Dear DSO: Can I Become The Lover To My Wife After Always Being a Provider?


Dear DSO,

I read your book, and it was really good but also really depressing. I realize now that I’m the provider and I always have been. I’ve never seen what it’s like to be the Lover. Ever. I was a virgin when I met my wife (she wasn’t). I was lucky to have her. Everyone told me I was lucky to have her. All of my friends and her friends couldn’t believe that somebody like me could get somebody like her. I felt good about being able to get a woman like my wife, but now I realize what everyone was telling me. They expected somebody like my wife to be with somebody way more attractive and more of a Lover. Everyone knows I’m a pushover provider.

After I read your book I actually felt sick to my stomach. It’s like everything I always knew came out. My wife and I haven’t had any sex for 19 months. I caught her last year texting another guy. I didn’t see everything they said, but I saw enough to know it was not good. We went to counseling over that but I don’t feel like we ever really dealt with it properly. What did come out in counseling was that my wife felt like she was trapped in our marriage. She felt like I was the safe bet as a husband and she agreed that I’m a really great dad and that I’m faithful and good to her. She just needs more. The counselor suggested I start leading more and being more proactive and fun, but at the time I was insulted and still really hurting from my wife’s emotional affair. Now that I read your book all of those things are coming back at me and I realize how dumb I was.

Nothing changed for either of us after counseling. I have a feeling she’s probably still texting that guy or maybe worse. Probably worse. She’s away from the house a lot more and goes out with friends every Friday. She's sometimes gone until Saturday night and she leaves me with our son. I know what you’re going to say because everyone says it. She’s cheating. I don’t know that for sure and I’m holding out hope that it’s not too late and that we can save the marriage.

Is there any chance for a guy like me? Can I go from Provider to Lover with my wife or should I start over with somebody else?

R.


Your situation is VERY VERY common. Women like your wife have two sets of needs that are at odds with each other:

1.    The need for comfort and safety.
2.    The need for excitement, fun and adventure.

Your wife was at a point in her life where she probably had a lot of fun and adventure, but it didn’t get her very far in life (yes, I’m making assumptions here). She probably told you of abusive and terrible boyfriends in her past. “You’re the first good guy in my life, ever”. Sound familiar? Everything in her brain was telling her to cut it out with the crazy dudes and go for a safe and sane one. Time to make babies. Time to play the part of wife and mom. For broken women, this change of course doesn’t work out too well.

Yes, you were the provider. That’s why she picked you. Can you switch things up and become Mr. Lover Man and get that much-needed rise of excitement and sexual energy out of your wife? Well… let me answer that question with another question:

Why the hell would you want to?

If you were just meeting this woman and casually dating, my advice would be to have fun and “You can be whoever the hell you want to be”. The fact is that you are married and have a kid with this woman. By saying, “I do” and getting pregnant, your wife has signed up for a job. She’s supposed to be faithful to you. She’s supposed to bring that sexual energy home. She’s supposed to work with her husband to get her emotional and physical needs met, and vice-versa. She’s supposed to be your damn wife.
Your wife has failed miserably at the job. Repeatedly.
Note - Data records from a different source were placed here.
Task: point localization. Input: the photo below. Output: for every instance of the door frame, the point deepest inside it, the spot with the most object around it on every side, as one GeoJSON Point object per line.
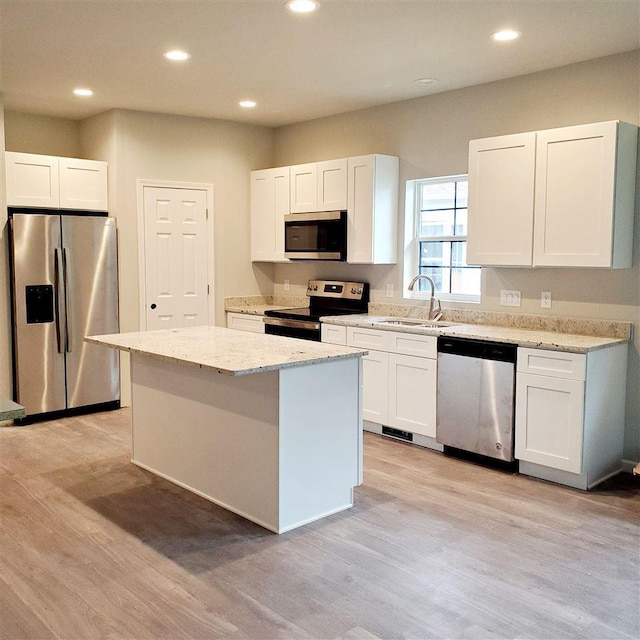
{"type": "Point", "coordinates": [141, 183]}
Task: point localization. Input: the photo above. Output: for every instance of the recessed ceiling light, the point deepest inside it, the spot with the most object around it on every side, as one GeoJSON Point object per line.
{"type": "Point", "coordinates": [505, 35]}
{"type": "Point", "coordinates": [302, 6]}
{"type": "Point", "coordinates": [176, 55]}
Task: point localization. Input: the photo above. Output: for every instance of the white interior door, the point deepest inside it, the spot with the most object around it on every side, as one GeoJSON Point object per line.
{"type": "Point", "coordinates": [175, 257]}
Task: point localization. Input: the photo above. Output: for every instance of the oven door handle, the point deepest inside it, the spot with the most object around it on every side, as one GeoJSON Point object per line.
{"type": "Point", "coordinates": [292, 324]}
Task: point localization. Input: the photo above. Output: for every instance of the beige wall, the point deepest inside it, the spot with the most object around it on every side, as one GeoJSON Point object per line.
{"type": "Point", "coordinates": [180, 149]}
{"type": "Point", "coordinates": [431, 136]}
{"type": "Point", "coordinates": [31, 133]}
{"type": "Point", "coordinates": [6, 381]}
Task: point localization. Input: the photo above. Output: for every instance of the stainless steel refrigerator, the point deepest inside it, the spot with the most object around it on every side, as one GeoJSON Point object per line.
{"type": "Point", "coordinates": [64, 287]}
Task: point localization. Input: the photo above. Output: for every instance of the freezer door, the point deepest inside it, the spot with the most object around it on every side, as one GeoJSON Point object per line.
{"type": "Point", "coordinates": [38, 312]}
{"type": "Point", "coordinates": [90, 272]}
Your entire persona is now, “What can I do to win her back?”… as opposed to, “What criteria need to be in place for this woman to remain with me?”

I think you have a long and awesome road of change ahead of you… but I think that long road will be better without being confined by the marriage to your wife. Yes, you need to work on your Lover qualities… but why waste that time and energy on her? It's a gift... and one that she, frankly, doesn't deserve.